Post-radiation xerostomia appears from the first days after irradiation and for very low
doses (from a dose received of 5 Gy). A first phase appears in the first 10 days following
radiotherapy, with regression of salivary secretion by blocking the muscarinic membrane
receptors of acinar cells and destruction of the endothelial cells responsible for glandular
angiogenesis. With increasing doses, apoptosis of stem cells and acinar cells of the salivary
glands follows, leading to atrophy and irreversible fibrosis beyond 60 Gy, due to the lack of
renewal of acinar stem cells. Four phases in the pathophysiology of post-radial xerostomia
are thus described. Phases 1 and 2, appearing respectively between 0-10 days and 10-60 days,
are characterized by a severe decrease in saliva production, first without a decrease in
amylase production or in the number of acinar cells in phase 1 and then with a decrease in
amylase and in the number of acinar cells in phase 2. This acute phase, initially reversible,
is thought to be related either to apoptosis of acinar cells or to acinar cell membrane
dysfunction. Then phases 3 and 4, appearing respectively between 60-120 days (stability of
the secretion and number of acinar cells) and between 120 and 240 days, are characterized by
a senescence of mature acinar cells, which are not renewed due to sterilization of the
glandular stem cells, leading to a definitive deterioration of the secretory functions by
glandular atrophy and irreversible fibrosis.
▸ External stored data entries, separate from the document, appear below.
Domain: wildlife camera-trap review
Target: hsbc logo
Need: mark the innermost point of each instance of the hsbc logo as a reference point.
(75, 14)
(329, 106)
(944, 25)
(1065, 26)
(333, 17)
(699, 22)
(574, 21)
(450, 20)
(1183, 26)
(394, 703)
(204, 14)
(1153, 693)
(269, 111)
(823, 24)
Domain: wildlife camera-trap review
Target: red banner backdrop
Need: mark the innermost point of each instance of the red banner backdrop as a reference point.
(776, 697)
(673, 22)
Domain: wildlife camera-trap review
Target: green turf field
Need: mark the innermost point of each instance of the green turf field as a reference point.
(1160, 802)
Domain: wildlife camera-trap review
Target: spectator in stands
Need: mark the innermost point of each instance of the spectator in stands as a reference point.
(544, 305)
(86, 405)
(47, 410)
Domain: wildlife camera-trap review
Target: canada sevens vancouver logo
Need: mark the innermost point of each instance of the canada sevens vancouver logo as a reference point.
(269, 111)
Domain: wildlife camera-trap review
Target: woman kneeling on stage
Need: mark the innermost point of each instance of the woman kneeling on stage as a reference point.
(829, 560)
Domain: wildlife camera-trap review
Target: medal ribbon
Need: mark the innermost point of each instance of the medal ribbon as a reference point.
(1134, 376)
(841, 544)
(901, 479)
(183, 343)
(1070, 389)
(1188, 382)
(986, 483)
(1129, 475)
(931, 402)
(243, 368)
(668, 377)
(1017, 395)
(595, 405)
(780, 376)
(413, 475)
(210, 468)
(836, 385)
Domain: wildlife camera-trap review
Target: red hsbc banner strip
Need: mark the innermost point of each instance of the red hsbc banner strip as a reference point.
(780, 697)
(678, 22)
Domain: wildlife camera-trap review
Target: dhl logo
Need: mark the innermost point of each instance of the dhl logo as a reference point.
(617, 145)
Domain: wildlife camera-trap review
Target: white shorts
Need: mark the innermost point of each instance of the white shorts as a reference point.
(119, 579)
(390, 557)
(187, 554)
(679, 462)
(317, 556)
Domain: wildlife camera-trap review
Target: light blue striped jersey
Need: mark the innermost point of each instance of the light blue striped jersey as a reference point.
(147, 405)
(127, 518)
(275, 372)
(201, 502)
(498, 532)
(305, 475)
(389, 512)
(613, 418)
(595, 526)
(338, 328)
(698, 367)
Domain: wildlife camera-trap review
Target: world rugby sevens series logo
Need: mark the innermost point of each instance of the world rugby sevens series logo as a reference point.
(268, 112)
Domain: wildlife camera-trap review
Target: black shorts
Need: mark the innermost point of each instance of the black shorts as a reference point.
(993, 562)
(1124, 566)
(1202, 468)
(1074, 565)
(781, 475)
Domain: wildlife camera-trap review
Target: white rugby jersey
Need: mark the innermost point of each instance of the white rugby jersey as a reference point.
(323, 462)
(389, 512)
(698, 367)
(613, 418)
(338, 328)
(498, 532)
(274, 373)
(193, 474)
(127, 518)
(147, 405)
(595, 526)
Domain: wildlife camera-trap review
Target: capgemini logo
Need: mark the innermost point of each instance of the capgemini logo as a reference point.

A study by the QUANTEC (Quantitative Analyses of
Normal Tissue Effects in the Clinic) group showed that severe xerostomia (defined as a
decrease of more than 25% in the amount of saliva produced) could be seen in IMRT when the
four major salivary glands were given a dose >25Gy or if at least one parotid gland was not
preserved at a dose <20Gy. The pathophysiology of post-radial xerostomia has similarities
with that of other causes of xerostomia. Gougerot-Sjögren's syndrome is characterized by
salivary gland infiltration by B and T macrophages and lymphocytes targeting salivary
muscarinic receptors. This is followed by inflammation and lymphocytic infiltration with
replacement of glandular acinar cells by fibrosis associated with cellular apoptosis and thus
glandular atrophy. The complaint of xerostomia and objective reduction of saliva secretion
are frequently found in post-irradiation therapy, used for the treatment of thyroid cancer.
Indeed, salivary glandular cells have a strong affinity for Iodine-131 leading to
inflammation of the ductal epithelium and endothelial cells, resulting in ductal and
glandular fibrosis. These pathophysiological changes during Gougerot-Sjögren and
post-irradiotherapy are correlated with sialendoscopic findings: stenosis, sialadenitis,
sialadochitis, mucous plugs, erythema... . However, studies have shown the effectiveness of
sialendoscopy in improving the symptomatology of xerostomia and in increasing salivary
production, by simple irrigation (of serum alone or associated with local injection of
corticosteroids) and root canal dilatation in patients with these non-lithiasic pathologies.
Therapeutic success would be attributable to the removal of mucosal plugs, removal of
stenosis and reduction of inflammation (25). This is all the more so since the saliva flow
produced by the acinar cells and the salivary ionic composition (by ductal ionic
reabsorption) are strongly dependent on the ductal flow, and therefore on the presence of
possible stenosis or mucous plugs. The improvement of the symptomatology and salivary
production would be visible in the immediate postoperative period (from the first weeks),
with a prolonged therapeutic effect beyond several months, after a single sialendoscopy.
Recently, a study has shown the efficacy of sialendoscopy to improve chemotherapy-induced
xerostomy symptoms using Ac-PSMA-617 for the treatment of prostate cancer, which is also the
cause of Grade 1 xerostomia. Our study is based on the pathophysiological similarity of
post-radial xerostomy with Gougerot-Sögren's syndrome and post-irradial xerostomy. The
promising results of recently published sialendoscopic studies in these two pathologies allow
us to envisage a potential benefit of sialendoscopy in a post-radial context.
In the context of this work, the investigators will compare sialendoscopy associated with a
local injection of corticosteroids to the usual management based on the hygieno-dietary rules
(HDR) consisting of regular drinking and a diet with a high dose of corticosteroids.